No habían transcurrido todavía 12 meses del show de aquellos dos llamados humoristas en la inauguración del carnaval de Bayamo. En su actuación de entonces, en la que fingieron cantar una parodia, soltaron una ráfaga de palabras «hermosas y maduras», que pesan demasiado como para escribirlas aquí.

Terminaron burlándose del «blandito», del feo… del guajiro. Y, en el intento de convertirse en profesionales del chiste, renegaron de sus propias raíces o de las tierras que los vieron nacer y crecer.

Ahora, en la apertura de las recientes fiestas populares del mismo lugar, los «cómicos» volvieron casi con las mismas bromas, vulgaridades y referencias a las «pájaras locas» del verano anterior.

Lo mejor o peor es que aun así, con repetición y alaridos incluidos, con esas frases inapropiadas para una plaza pública en la que había cientos de niños, surgieron carcajadas a granel.

No me inquieta tanto que exista el pujo con su consiguiente aprobación risueña. No me desvela que algunos, habiendo llegado a los medios nacionales de comunicación, demuestren que su repertorio para hacer gracia se restringe a la bufonada, la gritería y la palabra pinta.

Lo que me llama la atención, más allá de las posibles «teorizaciones» sobre el concepto de cultura, es que se acuda con reiteración a esa pauta humorística de pobre creación e inteligencia, como si en esta nación no existieran otros ejemplos y variantes superiores.

Precisamente meses atrás se enhebró en estas páginas un comentario titulado Cómico y complejo (24 de octubre de 2010), que exponía, entre otros puntos, que «nosotros mismos, en ocasiones, le cedemos el paso a lo ramplón y lo grosero porque no existen los Chaflanes que nos hagan meditar y reír a la vez, con sombrero y sin sombrero; ni aquellos que explotaban la historieta relajante y pícara, los malentendidos, el doble sentido, la fantasía y la invención».

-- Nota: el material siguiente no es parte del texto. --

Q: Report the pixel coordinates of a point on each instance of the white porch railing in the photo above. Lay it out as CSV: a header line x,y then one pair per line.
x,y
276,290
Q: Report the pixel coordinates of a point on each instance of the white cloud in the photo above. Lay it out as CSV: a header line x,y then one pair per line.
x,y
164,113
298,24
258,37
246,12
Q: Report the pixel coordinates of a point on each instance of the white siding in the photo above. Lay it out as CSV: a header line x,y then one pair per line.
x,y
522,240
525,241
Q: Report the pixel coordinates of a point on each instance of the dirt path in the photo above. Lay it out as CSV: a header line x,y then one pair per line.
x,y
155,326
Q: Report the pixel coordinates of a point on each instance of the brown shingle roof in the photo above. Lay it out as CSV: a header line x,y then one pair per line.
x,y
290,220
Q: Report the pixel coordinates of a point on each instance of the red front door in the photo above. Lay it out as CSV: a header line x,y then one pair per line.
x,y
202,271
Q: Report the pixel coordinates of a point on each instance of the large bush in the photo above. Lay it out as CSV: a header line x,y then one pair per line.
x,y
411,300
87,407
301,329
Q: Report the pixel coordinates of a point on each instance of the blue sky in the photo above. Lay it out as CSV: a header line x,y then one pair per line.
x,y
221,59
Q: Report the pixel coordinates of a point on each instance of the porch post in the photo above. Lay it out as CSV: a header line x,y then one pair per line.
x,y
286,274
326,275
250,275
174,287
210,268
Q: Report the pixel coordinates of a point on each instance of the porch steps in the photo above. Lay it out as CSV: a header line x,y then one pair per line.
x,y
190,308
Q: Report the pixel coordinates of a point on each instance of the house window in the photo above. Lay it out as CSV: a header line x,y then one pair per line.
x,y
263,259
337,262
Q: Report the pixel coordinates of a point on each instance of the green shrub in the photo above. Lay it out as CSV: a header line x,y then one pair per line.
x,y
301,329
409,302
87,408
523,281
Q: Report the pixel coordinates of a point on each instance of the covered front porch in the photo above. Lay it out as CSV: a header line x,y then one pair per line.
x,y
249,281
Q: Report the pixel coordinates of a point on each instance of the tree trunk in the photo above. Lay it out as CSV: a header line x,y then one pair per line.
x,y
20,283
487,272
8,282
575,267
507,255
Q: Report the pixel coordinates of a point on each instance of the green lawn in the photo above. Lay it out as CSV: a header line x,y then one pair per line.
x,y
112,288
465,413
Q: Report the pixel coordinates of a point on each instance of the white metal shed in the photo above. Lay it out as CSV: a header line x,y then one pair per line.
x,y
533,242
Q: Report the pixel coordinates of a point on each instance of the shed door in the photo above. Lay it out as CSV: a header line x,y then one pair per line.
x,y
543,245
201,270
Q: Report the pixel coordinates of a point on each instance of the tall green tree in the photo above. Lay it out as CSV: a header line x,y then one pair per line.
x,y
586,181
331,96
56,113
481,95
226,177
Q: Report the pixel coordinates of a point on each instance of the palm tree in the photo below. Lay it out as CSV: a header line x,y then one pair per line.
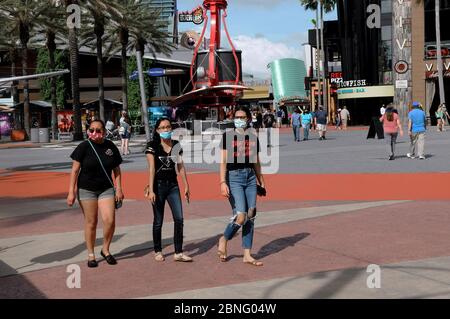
x,y
23,17
53,30
75,74
137,24
100,12
313,5
325,6
136,28
9,42
439,50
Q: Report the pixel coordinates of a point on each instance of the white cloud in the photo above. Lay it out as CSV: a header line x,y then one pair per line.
x,y
258,52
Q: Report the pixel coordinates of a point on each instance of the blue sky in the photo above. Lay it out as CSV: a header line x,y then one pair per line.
x,y
265,30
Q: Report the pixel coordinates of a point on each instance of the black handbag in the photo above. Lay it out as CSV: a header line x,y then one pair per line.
x,y
117,203
261,191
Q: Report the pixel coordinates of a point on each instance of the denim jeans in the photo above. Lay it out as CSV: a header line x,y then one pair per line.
x,y
306,127
169,191
242,184
417,144
296,129
391,142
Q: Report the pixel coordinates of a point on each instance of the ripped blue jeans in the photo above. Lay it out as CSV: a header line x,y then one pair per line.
x,y
242,184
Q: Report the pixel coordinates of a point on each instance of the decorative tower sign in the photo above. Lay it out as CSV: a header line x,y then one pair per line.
x,y
401,59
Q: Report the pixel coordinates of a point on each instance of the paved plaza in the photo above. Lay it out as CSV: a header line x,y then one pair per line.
x,y
334,208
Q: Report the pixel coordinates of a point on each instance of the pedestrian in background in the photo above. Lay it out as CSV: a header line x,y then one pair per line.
x,y
416,128
321,121
306,124
391,126
441,115
269,121
94,161
296,122
338,119
125,133
345,117
279,118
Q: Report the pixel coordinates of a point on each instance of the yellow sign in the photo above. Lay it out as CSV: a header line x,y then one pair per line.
x,y
365,92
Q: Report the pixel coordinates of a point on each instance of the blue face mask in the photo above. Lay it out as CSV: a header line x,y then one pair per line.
x,y
166,135
240,123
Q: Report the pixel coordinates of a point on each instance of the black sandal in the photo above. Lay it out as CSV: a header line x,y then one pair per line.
x,y
92,263
109,259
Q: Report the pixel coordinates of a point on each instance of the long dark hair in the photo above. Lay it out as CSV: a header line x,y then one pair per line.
x,y
156,138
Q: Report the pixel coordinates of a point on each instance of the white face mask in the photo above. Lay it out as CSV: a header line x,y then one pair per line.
x,y
240,123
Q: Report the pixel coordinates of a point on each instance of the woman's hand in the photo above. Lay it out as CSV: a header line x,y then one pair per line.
x,y
224,190
151,196
71,198
119,195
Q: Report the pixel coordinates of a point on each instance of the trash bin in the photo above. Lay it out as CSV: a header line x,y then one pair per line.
x,y
34,135
44,136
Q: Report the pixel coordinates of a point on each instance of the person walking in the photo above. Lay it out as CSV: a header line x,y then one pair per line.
x,y
321,121
306,124
240,179
163,159
391,127
345,117
279,118
269,121
441,115
338,119
125,134
416,129
296,123
93,163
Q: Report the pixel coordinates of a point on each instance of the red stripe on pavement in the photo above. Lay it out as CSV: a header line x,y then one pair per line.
x,y
367,187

Pero agregaba al final: «O es que tal vez no los buscamos o no les abrimos espacio en el mar agitado de nuestro reloj».

En eso último, acaso, radique el meollo del asunto. ¿Cuántas veces nos casamos con un artista «nacional» solo porque aparece en la pequeña pantalla y desdeñamos al que tenemos a dos metros, mucho más talentoso y menos exigente en cuanto a logística? ¿Cuántos otros actúan con comicidad y agudeza sin auxiliarse de mofas hipotecadas?

Andrés, sin más señas, uno de los lectores que opinó sobre aquellas líneas, expuso que «la falta de diversidad… puede convertirse en una fuente de empobrecimiento intelectual». Más adelante agregaba con tino: «Humor de mala calidad siempre va a existir, junto con su público. Pero si no se ofrecen y promueven otras alternativas, entonces va a seguir floreciendo este tipo de cosas tan desagradables».

Aunque ciertos ejemplos den la espalda a ese humor elegante y profundo, otros no reniegan de él. Ahí están El Guayabero, Enrique Arredondo, Virulo y muchos más, entre los que se ganaron un sitio no pocos de la más joven oleada de exponentes del género. La labor de las instituciones para distinguirlos y promoverlos puede mejorar, cierto, pero la voluntad de evadir el facilismo nace de uno, no se «instala» en la obra mediante una disposición administrativa.

Sé, como epílogo, que aquellos dos «comediantes» volverán a estar en la pantalla y probablemente en otras fiestas de Oriente y de Occidente. Y si no son ellos, puede que actúen otros con su misma sal. Lo esencial, en todo caso, es encontrar el anís, el azúcar o cualquier otro condimento que no nos lleve a repetir ese mismo plato de humor.